Par Emmanuel Prezeau, département d’histoire, Institut d’études et de recherches africaines d’Haïti (IERAH), Université d’État d’Haïti (UEH)
Considérées comme les deux ailes d’un même oiseau, les Républiques Dominicaine et d’Haïti partagent une seule île et devraient chercher des stratégies pour arriver à une cohabitation paisible et complémentaire. Séparée par un peu plus de 300 km de frontière, la République Dominicaine a un niveau de vie considérablement plus élevé que celui d’Haïti, ce qui fait d’elle l’une des premières destinations des Haïtiens.nes fuyant la pauvreté. Pour pallier ce problème de migration les dirigeants dominicains ont mis sur pied un ensemble de stratégies en vue d’empêcher l’intégration des Haïtiens.nes, et la propagation de leur culture dans la société dominicaine. Parmi ces stratégies, figure l’adoption et la publication de l’arrêt TC/0168-13 en 2013 dont le but est de dénationaliser les Dominicains d’origine haïtienne et le lancement de la construction, le 20 février 2022, d’un mur de 170km par le gouvernement dominicain le long de la frontière avec Haïti, en vue de stopper la migration clandestine des Haïtiens.nes fuyant l’insécurité et la misère.

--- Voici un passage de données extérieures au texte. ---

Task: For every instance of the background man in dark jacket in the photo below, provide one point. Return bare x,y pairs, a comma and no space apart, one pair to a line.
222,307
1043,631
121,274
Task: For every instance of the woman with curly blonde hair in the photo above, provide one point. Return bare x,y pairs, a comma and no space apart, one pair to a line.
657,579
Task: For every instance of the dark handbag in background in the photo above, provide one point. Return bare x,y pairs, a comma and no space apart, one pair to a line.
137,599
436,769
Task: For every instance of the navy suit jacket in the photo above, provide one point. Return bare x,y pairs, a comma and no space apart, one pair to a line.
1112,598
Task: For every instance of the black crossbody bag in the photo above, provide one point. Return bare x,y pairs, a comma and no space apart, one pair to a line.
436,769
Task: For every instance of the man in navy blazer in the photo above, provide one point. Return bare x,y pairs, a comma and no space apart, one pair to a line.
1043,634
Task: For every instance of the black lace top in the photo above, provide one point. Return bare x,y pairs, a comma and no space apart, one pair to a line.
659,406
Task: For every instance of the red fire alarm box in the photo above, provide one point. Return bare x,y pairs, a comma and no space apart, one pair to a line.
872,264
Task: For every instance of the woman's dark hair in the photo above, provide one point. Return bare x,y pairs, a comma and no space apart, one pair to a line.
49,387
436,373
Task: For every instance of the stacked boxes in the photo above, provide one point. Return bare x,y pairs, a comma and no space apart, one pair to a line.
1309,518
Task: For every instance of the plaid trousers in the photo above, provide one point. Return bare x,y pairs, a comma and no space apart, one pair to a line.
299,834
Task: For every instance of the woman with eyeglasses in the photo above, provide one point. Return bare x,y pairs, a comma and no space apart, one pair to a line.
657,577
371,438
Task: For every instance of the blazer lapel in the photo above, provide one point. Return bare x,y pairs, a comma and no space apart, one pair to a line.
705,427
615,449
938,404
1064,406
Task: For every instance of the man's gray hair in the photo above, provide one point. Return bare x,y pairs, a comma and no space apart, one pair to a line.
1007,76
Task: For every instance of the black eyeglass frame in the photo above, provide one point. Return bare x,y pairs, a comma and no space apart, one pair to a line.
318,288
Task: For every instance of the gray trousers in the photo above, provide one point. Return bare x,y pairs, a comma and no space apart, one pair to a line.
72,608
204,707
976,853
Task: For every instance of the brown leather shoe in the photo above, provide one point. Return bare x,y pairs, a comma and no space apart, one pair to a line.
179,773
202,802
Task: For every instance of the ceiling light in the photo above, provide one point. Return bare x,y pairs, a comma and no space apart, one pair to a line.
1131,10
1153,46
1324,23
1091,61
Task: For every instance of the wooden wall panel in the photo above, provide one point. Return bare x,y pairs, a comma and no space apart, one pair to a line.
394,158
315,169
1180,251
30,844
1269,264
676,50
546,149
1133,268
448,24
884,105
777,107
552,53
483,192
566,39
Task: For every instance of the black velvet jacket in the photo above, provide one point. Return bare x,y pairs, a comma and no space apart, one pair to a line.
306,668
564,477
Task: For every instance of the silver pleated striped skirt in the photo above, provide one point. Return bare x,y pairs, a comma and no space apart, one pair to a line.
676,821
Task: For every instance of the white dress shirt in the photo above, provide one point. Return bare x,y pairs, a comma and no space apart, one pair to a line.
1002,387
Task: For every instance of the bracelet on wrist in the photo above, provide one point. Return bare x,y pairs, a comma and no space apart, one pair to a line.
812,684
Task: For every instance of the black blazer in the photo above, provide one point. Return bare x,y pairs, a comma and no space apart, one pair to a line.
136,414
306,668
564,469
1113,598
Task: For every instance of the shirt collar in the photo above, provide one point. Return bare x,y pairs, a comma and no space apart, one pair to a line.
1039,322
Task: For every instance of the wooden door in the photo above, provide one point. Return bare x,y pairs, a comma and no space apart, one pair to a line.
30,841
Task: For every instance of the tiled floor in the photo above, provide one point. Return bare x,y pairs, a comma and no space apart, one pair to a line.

Ainsi, cet article propose de mettre en lumière le cheminement historique de l’institutionnalisation de l’anti-haïtianisme en République Dominicaine entre 1929 et 2015.
L’anti-haïtianisme a commencé à être propagé parmi les classes populaires qu’à partir de la période d’industrialisation sucrière et de la culture de la canne, au début du 20e siècle[1]. Ainsi, la propagation de l’anti-haïtianisme crée un sentiment de rejet de l’un et de l’autre peuple chez certains groupes nationalistes dans les deux républiques. Il faut noter qu’en République Dominicaine des actes racistes anti-haïtiens ont été recensés tout au long du 20e siècle, surtout après la délimitation frontalière de 1929. Ces actes de répressions racistes débutent avec le massacre des Haïtiens.nes et de certains Dominicains.nes noirs.es en octobre 1937. Notons aussi les déportations massives en violation des droits humains vers la fin des années 1990. Ainsi, en décembre 1999, les deux gouvernements ont signé un accord sur les mécanismes de rapatriement. Mais malgré cela, au début des années 2000, l’anti-haïtianisme prend une autre dimension. Durant les deux premières décennies du 21e siècle, les Dominicains.nes ont non seulement continué avec les déportations massives ne respectant pas les droits humains, mais aussi des ressortissants.es haïtiens.nes ont été victimes de violences organisées, tués.es ou chassés.es de la République Dominicaine. Puis, dans l’idée d’extrémiser de plus en plus l’anti-haïtianisme et de l’institutionnaliser, un arrêt a été soumis par la présidence dominicaine et adopté par le tribunal constitutionnel en septembre 2013, dénationalisant environ 250 000 Dominicains.nes d’origine haïtienne qui ont acquis la nationalité dominicaine depuis 1929.